Similarly, we can define scalar multiplication, au, by
"subtract v from u to get u- v in the subspace. Since the subspace is closed under scalar multiplication, 2(u- v)= 2u- 2v is in the subspace. Adding v again "lifts" that to the linear manifold U: 2u- v is in U.

For example, in the plane x+ 2y+ z= 6, we already know that u= (1, 0, 5) and w= (0, 1, 4) are in the plane. It is also easy to see that v= (1, 1, 3) is also in the plane. Subtracting v from any point in the plane, (x, y, z) gives (x- 1, y- 1, z- 3) which satifies x+ 2y+ z= 0 and forms a subspace of R³. Using the definition of "addition" above we subtract v= (1, 1, 3) from both (1, 0, 5) and (0, 1, 4), getting (0, -1, 2) and (-1, 0, 1) which satisfy x+ 2y+ z= 0. Their sum, (0, -1, 2)+ (-1, 0, 1)= (-1, -1, 3) also satisfies x+ 2y+ z= 0 and adding v back again, (1, 0, 5)"+" (0, 1, 4)= (0, 0, 6) which is in the plane x+ 2y+ z= 0.

Also, to multiply the number a times the vector (1, 0, 5) we subtract (1, 1, 3) to get (0, -1, 2), multiply by a: (0,-a, 2a), and add (1, 1, 3) again: a"*"(1, 0, 5)= (1, 1- a, 3+ 2a).

Of course, this new vector space formed by this new definition of addtion and scalar multiplication doeshave a 0 vector: it is v= (1, 1, 3).

This concept of "linear manifold" is of importance in linear differential equations. It is easy to show that the set of all nth order, linear, homogeneous differential equations, [itex]a_n(x) d^ny/dx^n+ a_{n-1}(x)d^{n-1}y/dx^{n-1}[/itex][itex]+ \cdot\cdot\cdot+ a_1(x)dy/dx+ a_0(x)y= 0[/itex] forms an n-dimensional vector space. That means that if we can find n "independent" solutions, [itex]y_1(x)[/itex], [itex]y_2(x)[/itex], ..., [itex]y_n(x)[/itex], then any solution can be written as a linear combination of them: if y(x) is any solution to that equation, then [itex]y(x)= C_1y_1(x)+ C_2y_2(x)+ \cdot\cdot\cdot+ C_ny_n(x)[/itex].

From that, we can show that the set of all solutions to the non-homogeneous equation, [itex]a_n(x) d^ny/dx^n+ a_{n-1}(x)d^{n-1}y/dx^{n-1}+[/itex][itex] \cdot\cdot\cdot+ a_1(x)dy/dx+ a_0(x)y= f(x)[/itex] form a linear manifold. Any solution to that equation can be written as a solution to the corresponding homogenesous equation, [itex]a_n(x) d^ny/dx^n+ a_{n-1}(x)d^{n-1}y/dx^{n-1}+[/itex][itex] \cdot\cdot\cdot+ a_1(x)dy/dx+ a_0(x)y= 0[/itex], plus a single solution to the entire equation.
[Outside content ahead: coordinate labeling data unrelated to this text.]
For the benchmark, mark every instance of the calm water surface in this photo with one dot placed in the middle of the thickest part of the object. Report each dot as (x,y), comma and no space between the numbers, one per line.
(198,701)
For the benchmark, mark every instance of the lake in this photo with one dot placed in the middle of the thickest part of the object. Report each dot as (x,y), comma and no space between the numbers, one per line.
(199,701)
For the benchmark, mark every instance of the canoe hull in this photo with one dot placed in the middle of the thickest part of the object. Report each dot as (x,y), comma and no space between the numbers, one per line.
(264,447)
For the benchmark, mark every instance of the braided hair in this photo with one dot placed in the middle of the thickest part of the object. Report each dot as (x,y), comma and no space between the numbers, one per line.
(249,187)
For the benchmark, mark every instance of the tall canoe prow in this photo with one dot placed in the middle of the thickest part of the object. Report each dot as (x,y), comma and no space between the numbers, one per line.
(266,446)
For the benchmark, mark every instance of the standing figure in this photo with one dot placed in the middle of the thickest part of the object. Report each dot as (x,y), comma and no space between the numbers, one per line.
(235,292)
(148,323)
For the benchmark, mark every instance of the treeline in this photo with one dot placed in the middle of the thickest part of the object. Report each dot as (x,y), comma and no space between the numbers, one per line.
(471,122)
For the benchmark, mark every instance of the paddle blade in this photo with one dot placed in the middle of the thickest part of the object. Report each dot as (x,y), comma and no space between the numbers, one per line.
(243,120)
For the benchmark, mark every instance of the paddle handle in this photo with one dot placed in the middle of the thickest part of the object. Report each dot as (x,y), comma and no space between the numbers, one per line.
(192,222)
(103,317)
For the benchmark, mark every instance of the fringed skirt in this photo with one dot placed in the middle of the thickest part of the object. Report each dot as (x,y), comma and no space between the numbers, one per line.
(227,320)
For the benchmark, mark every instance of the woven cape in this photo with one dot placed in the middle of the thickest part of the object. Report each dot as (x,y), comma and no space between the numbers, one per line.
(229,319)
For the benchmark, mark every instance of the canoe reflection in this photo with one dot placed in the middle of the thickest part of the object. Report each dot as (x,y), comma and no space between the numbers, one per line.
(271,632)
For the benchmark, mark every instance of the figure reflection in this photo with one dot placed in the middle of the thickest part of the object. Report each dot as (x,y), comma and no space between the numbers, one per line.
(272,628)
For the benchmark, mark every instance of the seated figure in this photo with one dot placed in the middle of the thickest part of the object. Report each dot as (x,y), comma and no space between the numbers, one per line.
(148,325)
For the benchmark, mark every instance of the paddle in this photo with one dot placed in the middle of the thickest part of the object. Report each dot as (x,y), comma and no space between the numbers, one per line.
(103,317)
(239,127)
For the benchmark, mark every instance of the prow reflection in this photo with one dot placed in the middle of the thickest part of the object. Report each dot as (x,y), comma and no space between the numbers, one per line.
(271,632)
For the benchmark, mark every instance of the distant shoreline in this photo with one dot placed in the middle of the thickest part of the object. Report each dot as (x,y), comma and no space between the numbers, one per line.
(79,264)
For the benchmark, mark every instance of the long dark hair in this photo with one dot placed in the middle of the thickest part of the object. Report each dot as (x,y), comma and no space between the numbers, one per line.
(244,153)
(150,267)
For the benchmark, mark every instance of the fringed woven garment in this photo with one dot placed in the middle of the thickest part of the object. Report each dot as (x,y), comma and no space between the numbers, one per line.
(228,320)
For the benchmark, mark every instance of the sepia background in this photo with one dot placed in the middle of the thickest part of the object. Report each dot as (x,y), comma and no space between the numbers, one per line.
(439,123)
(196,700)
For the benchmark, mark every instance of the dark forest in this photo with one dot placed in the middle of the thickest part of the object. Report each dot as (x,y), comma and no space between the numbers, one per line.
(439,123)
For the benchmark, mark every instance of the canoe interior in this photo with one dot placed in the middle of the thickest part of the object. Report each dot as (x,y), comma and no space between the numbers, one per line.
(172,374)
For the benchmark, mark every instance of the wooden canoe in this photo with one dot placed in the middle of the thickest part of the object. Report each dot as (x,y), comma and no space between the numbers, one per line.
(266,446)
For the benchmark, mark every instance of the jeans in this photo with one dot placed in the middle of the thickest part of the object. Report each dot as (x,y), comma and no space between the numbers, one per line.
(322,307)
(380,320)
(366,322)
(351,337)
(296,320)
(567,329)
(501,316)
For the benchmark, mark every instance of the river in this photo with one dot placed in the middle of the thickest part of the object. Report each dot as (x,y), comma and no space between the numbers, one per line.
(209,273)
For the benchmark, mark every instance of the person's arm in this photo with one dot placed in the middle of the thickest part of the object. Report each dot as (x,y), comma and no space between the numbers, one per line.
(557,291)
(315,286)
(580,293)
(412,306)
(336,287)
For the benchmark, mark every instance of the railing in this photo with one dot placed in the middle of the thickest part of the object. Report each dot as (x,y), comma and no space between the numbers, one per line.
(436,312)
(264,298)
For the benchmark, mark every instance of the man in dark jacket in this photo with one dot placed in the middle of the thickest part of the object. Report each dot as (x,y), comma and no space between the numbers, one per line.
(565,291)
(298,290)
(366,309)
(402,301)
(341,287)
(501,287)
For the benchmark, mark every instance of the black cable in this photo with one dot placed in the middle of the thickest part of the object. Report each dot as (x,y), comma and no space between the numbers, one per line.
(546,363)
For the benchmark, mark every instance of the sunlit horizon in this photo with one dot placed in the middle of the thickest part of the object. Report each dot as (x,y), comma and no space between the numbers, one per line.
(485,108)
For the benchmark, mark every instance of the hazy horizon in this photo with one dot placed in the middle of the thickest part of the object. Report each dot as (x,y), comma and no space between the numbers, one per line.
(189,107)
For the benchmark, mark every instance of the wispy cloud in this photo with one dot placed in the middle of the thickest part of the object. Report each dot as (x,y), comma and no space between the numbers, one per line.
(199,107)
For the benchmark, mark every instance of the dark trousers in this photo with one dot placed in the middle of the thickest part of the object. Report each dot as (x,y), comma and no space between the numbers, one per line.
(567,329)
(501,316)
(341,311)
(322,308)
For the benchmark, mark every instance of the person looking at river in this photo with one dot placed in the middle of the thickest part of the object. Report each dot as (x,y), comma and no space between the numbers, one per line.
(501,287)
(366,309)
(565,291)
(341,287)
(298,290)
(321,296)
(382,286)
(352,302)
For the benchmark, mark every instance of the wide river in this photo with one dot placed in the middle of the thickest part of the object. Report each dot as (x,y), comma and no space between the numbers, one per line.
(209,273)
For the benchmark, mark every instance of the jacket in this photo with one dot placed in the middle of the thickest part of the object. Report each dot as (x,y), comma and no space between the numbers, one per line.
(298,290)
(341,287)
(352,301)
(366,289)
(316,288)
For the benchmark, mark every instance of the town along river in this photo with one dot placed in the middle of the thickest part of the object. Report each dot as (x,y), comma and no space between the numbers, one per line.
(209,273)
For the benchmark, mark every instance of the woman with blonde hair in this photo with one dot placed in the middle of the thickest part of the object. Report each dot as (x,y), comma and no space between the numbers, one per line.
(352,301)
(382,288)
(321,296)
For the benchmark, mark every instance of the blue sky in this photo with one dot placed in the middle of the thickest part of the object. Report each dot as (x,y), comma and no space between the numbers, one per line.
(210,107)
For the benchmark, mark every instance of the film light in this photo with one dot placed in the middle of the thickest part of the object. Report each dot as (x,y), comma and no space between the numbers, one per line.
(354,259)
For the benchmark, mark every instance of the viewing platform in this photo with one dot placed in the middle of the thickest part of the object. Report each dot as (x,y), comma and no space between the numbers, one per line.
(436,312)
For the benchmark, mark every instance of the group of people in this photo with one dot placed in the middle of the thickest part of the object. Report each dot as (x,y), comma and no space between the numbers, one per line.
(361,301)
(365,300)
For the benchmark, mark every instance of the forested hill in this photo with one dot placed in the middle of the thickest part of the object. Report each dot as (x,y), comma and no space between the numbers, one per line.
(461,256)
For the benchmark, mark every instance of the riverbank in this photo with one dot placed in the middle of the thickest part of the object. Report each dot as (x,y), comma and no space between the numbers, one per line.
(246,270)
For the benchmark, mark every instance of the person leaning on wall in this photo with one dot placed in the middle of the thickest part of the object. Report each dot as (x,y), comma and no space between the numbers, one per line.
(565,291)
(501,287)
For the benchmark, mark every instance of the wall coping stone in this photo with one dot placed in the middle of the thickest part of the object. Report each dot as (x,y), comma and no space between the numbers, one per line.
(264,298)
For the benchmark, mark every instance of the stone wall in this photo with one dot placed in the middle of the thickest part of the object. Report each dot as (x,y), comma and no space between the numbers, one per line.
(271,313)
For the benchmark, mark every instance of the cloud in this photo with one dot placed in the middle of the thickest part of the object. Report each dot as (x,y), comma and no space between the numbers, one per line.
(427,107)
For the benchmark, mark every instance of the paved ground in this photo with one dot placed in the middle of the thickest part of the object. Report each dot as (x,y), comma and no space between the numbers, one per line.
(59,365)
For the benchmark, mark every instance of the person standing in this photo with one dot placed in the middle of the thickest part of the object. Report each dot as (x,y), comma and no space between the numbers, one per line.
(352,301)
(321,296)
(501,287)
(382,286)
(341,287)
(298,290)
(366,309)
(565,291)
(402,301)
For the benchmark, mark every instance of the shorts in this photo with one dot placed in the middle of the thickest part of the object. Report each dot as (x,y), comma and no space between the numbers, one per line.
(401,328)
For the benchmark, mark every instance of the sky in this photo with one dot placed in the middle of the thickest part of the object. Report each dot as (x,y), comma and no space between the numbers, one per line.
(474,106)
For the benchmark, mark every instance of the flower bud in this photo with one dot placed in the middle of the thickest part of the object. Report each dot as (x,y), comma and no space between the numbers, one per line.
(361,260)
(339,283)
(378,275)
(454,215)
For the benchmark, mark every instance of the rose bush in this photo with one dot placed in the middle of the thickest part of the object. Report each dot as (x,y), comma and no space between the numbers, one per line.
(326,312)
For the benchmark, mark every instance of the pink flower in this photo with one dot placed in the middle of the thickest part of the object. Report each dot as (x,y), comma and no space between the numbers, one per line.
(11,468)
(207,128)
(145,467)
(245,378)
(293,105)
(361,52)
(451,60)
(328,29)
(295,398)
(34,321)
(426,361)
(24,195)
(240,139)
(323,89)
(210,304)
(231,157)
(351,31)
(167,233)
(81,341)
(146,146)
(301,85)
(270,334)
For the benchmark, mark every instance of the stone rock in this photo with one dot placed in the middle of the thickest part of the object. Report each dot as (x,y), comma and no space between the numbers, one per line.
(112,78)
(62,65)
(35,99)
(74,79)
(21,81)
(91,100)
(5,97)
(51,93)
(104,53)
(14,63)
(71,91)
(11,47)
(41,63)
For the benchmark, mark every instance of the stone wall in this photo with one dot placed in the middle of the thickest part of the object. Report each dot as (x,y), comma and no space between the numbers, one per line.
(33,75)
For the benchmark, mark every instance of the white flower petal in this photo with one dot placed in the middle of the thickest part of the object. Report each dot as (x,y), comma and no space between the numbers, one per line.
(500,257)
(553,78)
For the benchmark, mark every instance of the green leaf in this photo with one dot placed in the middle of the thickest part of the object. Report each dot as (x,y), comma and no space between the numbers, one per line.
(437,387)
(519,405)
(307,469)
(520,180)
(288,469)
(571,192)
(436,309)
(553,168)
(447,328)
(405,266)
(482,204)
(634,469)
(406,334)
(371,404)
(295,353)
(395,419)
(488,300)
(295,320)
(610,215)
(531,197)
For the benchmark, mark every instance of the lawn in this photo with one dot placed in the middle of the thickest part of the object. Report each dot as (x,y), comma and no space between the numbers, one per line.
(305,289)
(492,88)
For example, the derivative of [itex]y= e^x[/itex] is, of course, [itex]e^{x}[/itex] so the second derivative is [itex]y= e^x[/itex] again while the derivative of [itex]y= e^{-x}[/itex] is [itex]-e^{-x}[/itex] so the second derivative is again [itex]y= -(-e^{-x})= e^{-x}[/itex]. That is, both [itex]e^x[/itex] and [itex]e^{-x}[/itex] satisfy the linear, homogeneous differential equation [itex]d^2y/dx^2- y= 0[/itex]. Since they are clearly independent (two vectors are independent as long as one is not a multiple of the other), any solution to that equation must be of the form [itex]y(x)= Ce^x+ De^{-x}[/itex] for constants C and D.

It is also easy to see that if y(x)= -1, the constant function, satisfies dy/dx= 0, so [itex]d^2y/dx^2= 0[/itex], and so [itex]d^2y/dx^2- y= 1[/itex]. Putting that together with the above, any solution to [itex]d^2y/dx^2- y= 1[/itex] must be of the form [itex]y(x)= Ce^x+ De^{-x}- 1[/itex] for some numbers C and D.